Créditos: Adam Ronan/ Rede Amazônia Sustentável.

Para Berenguer, embora o foco da COP30 seja principalmente o carbono, “é essencial vincular as discussões climáticas à biodiversidade se quisermos superar as crises climática e de biodiversidade. Em última instância, é a biodiversidade que garante a provisão de serviços ecossistêmicos, como o sequestro e o armazenamento de carbono. Considerando que as florestas perturbadas apresentam composições empobrecidas e distintas de árvores, é provável que grandes áreas da Amazônia já não sejam capazes de fornecer toda a gama de serviços ecossistêmicos encontrados nas florestas primárias intactas.”

Os resultados estão detalhados no artigo “Multi-faceted assessment of Amazonian tree diversity reveals pervasive impacts of human modifications”.

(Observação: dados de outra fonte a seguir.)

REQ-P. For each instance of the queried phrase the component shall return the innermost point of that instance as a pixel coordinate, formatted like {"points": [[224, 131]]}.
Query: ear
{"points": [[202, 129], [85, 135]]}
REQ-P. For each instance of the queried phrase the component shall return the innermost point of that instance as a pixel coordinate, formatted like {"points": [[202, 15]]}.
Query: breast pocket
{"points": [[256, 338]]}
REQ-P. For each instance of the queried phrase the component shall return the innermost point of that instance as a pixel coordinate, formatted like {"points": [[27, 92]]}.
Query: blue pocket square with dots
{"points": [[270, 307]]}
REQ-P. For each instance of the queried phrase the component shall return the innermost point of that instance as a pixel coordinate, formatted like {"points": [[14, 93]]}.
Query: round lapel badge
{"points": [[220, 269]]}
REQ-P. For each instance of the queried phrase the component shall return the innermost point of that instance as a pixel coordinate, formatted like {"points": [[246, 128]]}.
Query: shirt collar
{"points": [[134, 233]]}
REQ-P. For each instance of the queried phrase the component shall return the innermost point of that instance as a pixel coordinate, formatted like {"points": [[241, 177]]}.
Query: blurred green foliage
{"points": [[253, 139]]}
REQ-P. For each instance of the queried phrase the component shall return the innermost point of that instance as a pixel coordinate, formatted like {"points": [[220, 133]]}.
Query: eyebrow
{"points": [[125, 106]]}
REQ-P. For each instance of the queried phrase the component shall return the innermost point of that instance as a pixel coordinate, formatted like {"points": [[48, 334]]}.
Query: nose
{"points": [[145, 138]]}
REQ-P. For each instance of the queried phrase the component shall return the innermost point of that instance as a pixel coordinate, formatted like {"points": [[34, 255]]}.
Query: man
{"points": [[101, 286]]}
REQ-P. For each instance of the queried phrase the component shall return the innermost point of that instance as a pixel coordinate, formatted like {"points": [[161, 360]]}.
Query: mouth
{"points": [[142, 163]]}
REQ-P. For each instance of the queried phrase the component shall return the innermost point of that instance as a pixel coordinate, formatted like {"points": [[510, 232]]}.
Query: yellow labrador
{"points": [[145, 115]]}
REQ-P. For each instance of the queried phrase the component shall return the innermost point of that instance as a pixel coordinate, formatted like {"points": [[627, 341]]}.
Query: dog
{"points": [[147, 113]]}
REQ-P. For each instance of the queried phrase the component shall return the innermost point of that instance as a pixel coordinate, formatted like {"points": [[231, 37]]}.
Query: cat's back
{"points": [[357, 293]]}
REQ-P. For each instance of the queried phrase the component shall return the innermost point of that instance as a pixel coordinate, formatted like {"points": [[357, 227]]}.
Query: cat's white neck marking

Este trabalho foi desenvolvido como parte de um programa de pesquisa ecológica de longo prazo (PELD-RAS), financiado principalmente pelo Brasil (CNPq), pelo Reino Unido (UKRI e Global Centre on Biodiversity for Climate do DEFRA) e pela Iniciativa Clima e Biodiversidade da Fundação BNP Paribas.

DOI: 10.1111/gcb.70595

Esta publicação de comunicação pública da ciência foi realizada com o apoio da Fundação de Amparo à Pesquisa de Minas Gerais - Fapemig.